Stirring Quote

My schedule continues to be hectic and horrid (this was supposed to be written and posted last night, for instance), but one thing I do still have time to do through it all is listen to my lovely audio books. I have a file on my phone where I type out quotes that strike me as I’m listening, whether they be profound or hilarious or poignant. For instance, in the book Innocent Traitor by Alison Weir, Frances Brandon is talking about Queen Jane Seymour and refers to her as “that prim-mouthed, two-faced trollop.” It hit me at the right moment and in the right way, and I started cackling, so I saved it.
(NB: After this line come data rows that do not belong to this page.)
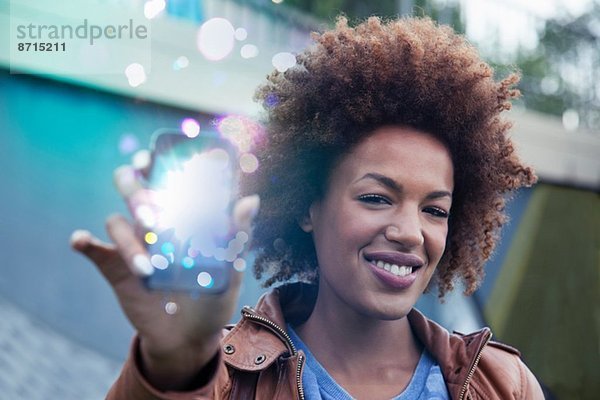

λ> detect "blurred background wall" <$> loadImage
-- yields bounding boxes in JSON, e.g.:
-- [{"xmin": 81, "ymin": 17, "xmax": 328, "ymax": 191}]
[{"xmin": 0, "ymin": 0, "xmax": 600, "ymax": 399}]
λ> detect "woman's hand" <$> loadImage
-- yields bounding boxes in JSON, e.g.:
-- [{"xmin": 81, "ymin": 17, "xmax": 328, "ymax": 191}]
[{"xmin": 71, "ymin": 160, "xmax": 259, "ymax": 390}]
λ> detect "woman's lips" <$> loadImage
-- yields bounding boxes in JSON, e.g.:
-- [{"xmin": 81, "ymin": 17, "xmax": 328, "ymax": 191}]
[{"xmin": 365, "ymin": 252, "xmax": 424, "ymax": 289}]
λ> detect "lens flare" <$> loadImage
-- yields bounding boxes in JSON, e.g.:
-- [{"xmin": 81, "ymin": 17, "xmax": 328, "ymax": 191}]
[
  {"xmin": 197, "ymin": 18, "xmax": 235, "ymax": 61},
  {"xmin": 153, "ymin": 148, "xmax": 232, "ymax": 239},
  {"xmin": 134, "ymin": 204, "xmax": 156, "ymax": 228},
  {"xmin": 217, "ymin": 115, "xmax": 265, "ymax": 153},
  {"xmin": 181, "ymin": 118, "xmax": 200, "ymax": 138}
]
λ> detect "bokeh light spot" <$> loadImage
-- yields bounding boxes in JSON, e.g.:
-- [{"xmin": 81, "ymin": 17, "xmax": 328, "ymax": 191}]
[
  {"xmin": 233, "ymin": 258, "xmax": 246, "ymax": 272},
  {"xmin": 181, "ymin": 257, "xmax": 194, "ymax": 269},
  {"xmin": 181, "ymin": 118, "xmax": 200, "ymax": 138},
  {"xmin": 150, "ymin": 254, "xmax": 169, "ymax": 269},
  {"xmin": 144, "ymin": 232, "xmax": 158, "ymax": 244},
  {"xmin": 160, "ymin": 242, "xmax": 175, "ymax": 255},
  {"xmin": 235, "ymin": 231, "xmax": 249, "ymax": 243},
  {"xmin": 165, "ymin": 301, "xmax": 179, "ymax": 315},
  {"xmin": 197, "ymin": 271, "xmax": 214, "ymax": 288},
  {"xmin": 197, "ymin": 18, "xmax": 235, "ymax": 61}
]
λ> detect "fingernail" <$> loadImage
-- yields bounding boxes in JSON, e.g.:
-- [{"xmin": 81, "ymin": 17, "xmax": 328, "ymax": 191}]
[
  {"xmin": 132, "ymin": 254, "xmax": 154, "ymax": 276},
  {"xmin": 248, "ymin": 194, "xmax": 260, "ymax": 219},
  {"xmin": 69, "ymin": 229, "xmax": 92, "ymax": 245}
]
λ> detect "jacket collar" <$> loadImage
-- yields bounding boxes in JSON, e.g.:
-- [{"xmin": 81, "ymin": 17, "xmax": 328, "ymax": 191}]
[{"xmin": 223, "ymin": 283, "xmax": 491, "ymax": 399}]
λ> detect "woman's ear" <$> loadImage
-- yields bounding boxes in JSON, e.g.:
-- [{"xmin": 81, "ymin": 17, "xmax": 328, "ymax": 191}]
[
  {"xmin": 298, "ymin": 203, "xmax": 315, "ymax": 233},
  {"xmin": 298, "ymin": 215, "xmax": 312, "ymax": 233}
]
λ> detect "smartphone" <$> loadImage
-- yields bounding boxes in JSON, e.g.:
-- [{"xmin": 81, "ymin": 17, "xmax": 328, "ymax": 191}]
[{"xmin": 139, "ymin": 129, "xmax": 241, "ymax": 293}]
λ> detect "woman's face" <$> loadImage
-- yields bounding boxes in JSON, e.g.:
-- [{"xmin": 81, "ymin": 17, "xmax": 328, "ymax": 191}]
[{"xmin": 302, "ymin": 126, "xmax": 454, "ymax": 320}]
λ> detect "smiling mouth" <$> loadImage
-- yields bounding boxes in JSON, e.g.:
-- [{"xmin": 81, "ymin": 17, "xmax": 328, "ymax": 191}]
[
  {"xmin": 371, "ymin": 261, "xmax": 420, "ymax": 276},
  {"xmin": 365, "ymin": 254, "xmax": 422, "ymax": 277}
]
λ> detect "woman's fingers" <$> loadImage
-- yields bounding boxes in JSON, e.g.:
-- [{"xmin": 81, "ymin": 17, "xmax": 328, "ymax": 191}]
[
  {"xmin": 71, "ymin": 230, "xmax": 137, "ymax": 286},
  {"xmin": 233, "ymin": 194, "xmax": 260, "ymax": 235},
  {"xmin": 106, "ymin": 214, "xmax": 154, "ymax": 276}
]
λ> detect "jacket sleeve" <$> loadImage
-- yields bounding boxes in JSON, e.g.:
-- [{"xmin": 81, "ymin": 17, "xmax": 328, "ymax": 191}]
[
  {"xmin": 469, "ymin": 342, "xmax": 544, "ymax": 400},
  {"xmin": 106, "ymin": 336, "xmax": 228, "ymax": 400},
  {"xmin": 519, "ymin": 359, "xmax": 545, "ymax": 400}
]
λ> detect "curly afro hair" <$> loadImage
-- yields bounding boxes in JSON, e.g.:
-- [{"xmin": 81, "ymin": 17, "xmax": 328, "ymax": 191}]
[{"xmin": 245, "ymin": 17, "xmax": 536, "ymax": 297}]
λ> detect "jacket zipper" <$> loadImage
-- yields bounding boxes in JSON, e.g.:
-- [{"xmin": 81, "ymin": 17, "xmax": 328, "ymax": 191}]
[
  {"xmin": 242, "ymin": 306, "xmax": 304, "ymax": 400},
  {"xmin": 458, "ymin": 332, "xmax": 492, "ymax": 400}
]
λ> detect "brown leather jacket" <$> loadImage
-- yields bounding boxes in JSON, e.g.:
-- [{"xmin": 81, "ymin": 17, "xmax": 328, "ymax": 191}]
[{"xmin": 107, "ymin": 284, "xmax": 544, "ymax": 400}]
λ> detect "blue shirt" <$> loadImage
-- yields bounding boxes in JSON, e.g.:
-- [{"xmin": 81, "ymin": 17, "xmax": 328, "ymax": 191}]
[{"xmin": 287, "ymin": 324, "xmax": 450, "ymax": 400}]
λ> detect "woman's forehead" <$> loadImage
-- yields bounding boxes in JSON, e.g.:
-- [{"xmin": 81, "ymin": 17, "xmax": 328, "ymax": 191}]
[{"xmin": 334, "ymin": 126, "xmax": 454, "ymax": 192}]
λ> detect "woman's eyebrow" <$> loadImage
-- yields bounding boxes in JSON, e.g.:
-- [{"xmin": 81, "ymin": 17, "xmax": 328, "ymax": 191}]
[
  {"xmin": 355, "ymin": 172, "xmax": 452, "ymax": 200},
  {"xmin": 355, "ymin": 172, "xmax": 402, "ymax": 193}
]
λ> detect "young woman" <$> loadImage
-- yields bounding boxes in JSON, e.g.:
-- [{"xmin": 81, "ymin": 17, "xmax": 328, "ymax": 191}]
[{"xmin": 73, "ymin": 18, "xmax": 543, "ymax": 399}]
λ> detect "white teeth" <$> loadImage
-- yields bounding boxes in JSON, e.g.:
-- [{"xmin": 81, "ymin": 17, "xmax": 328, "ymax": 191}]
[{"xmin": 375, "ymin": 261, "xmax": 413, "ymax": 276}]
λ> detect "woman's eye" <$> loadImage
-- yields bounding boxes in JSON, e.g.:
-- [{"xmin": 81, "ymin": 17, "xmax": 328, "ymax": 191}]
[
  {"xmin": 423, "ymin": 207, "xmax": 450, "ymax": 218},
  {"xmin": 358, "ymin": 194, "xmax": 391, "ymax": 204}
]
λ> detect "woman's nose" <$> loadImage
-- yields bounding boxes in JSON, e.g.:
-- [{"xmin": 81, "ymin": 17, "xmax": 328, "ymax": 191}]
[{"xmin": 385, "ymin": 215, "xmax": 425, "ymax": 249}]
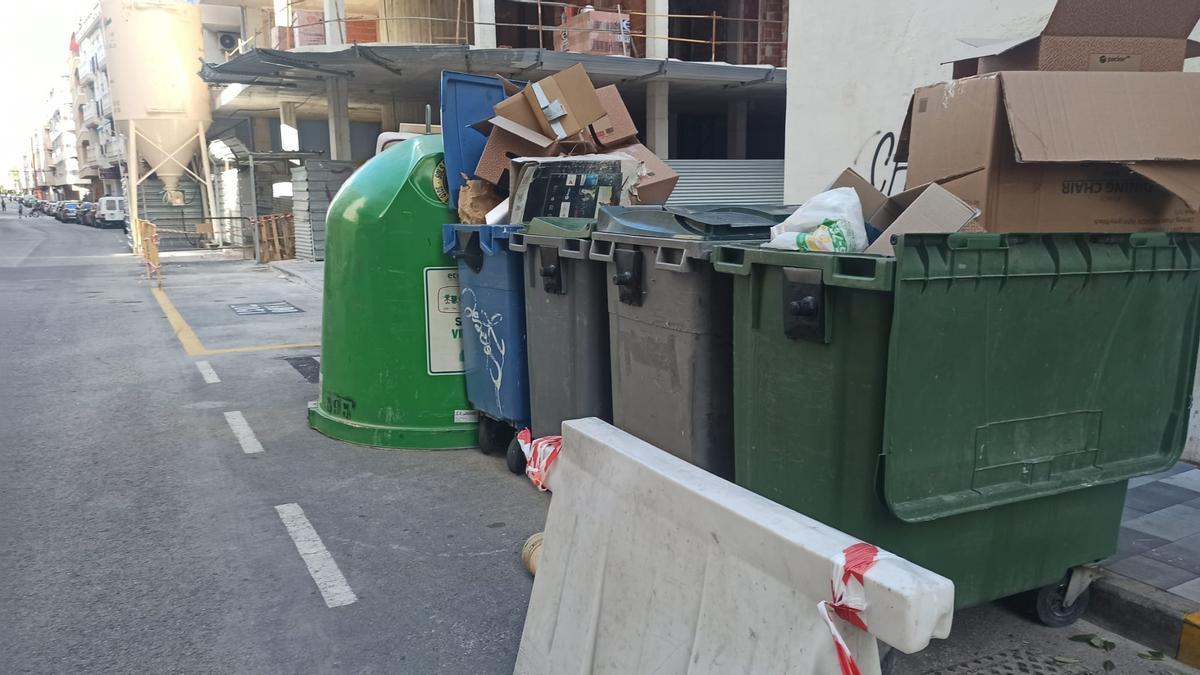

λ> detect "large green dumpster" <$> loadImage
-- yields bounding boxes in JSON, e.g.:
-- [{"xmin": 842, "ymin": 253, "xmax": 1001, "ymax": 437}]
[
  {"xmin": 308, "ymin": 136, "xmax": 476, "ymax": 448},
  {"xmin": 714, "ymin": 233, "xmax": 1200, "ymax": 622}
]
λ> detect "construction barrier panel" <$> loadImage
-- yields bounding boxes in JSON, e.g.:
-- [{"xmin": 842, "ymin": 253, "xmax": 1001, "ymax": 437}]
[{"xmin": 515, "ymin": 418, "xmax": 954, "ymax": 675}]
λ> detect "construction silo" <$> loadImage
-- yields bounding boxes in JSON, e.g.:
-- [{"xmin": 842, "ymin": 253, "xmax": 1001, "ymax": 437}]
[{"xmin": 101, "ymin": 0, "xmax": 212, "ymax": 217}]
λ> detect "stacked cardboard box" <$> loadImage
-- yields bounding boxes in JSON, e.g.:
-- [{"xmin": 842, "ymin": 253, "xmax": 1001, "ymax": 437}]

I have recently finished listening to Memoirs of a Geisha by Arthur Golden. I first read the book years and years ago and loved it then and loved it no less this time. The book is full of good quotes, but one in particular really struck out at me. To paraphrase, “From this experience, I understood the danger of focusing only on what isn’t there. What if I came to the end of my life and realized that I had spent every day watching for [something that] would never come to me? What an unbearable sorrow it would be to realize I’d never really tasted the tings I’d eaten or seen the places I had been because I had thought of nothing but [this], even as my life was drifting away from me.”

It reminds me of another quote from Sharon Salzberg, where she is saying that needing something and having unnatural attachment to it is like leaning forward constantly, and she wonders how our minds and bodies would feel if we were constantly leaning forward like this. It’s really the same thing Sayuri is saying in Geisha.

I’ve put my life on hold before for some external thing to come along and make it better. I’ve leaned forward, I’ve not tasted the food or seen the sites around me, all because I was so focused on something else. So focused, in fact, that I often forgot to live, to enjoy every part of what was happening to me in the now. Aside from that, I would often lapse into wanting something so much that I didn’t actually work toward it, but rather daydreamed about how nice it would be if only…

In Geisha, this is what Sayuri did until the last moment where she took an active role in the development of her life. I’ve done that recently when I pulled up all my roots and moved to where I am now. I plan to do it again in a few months when I change my living situation for the better. It’s one thing to sit back and hope, and quite another to wait for it — or worse, expect it or feel entitled to it — and then do nothing to bring it along.

I once read a book about finding love. There was a joke in there about doing a love spell and then waiting for Cupid to come down your chimney with your perfect new man in tow. It doesn’t work that way. You can’t sit at home, not working out, not going out, not changing anything, but rather lying down on your bed and thinking what if, just leaning forward, reaching, waiting…and getting nothing. When will we realize, like Sayuri did, that our destiny is up to us?

~ by Darren Endymion on March 21, 2017.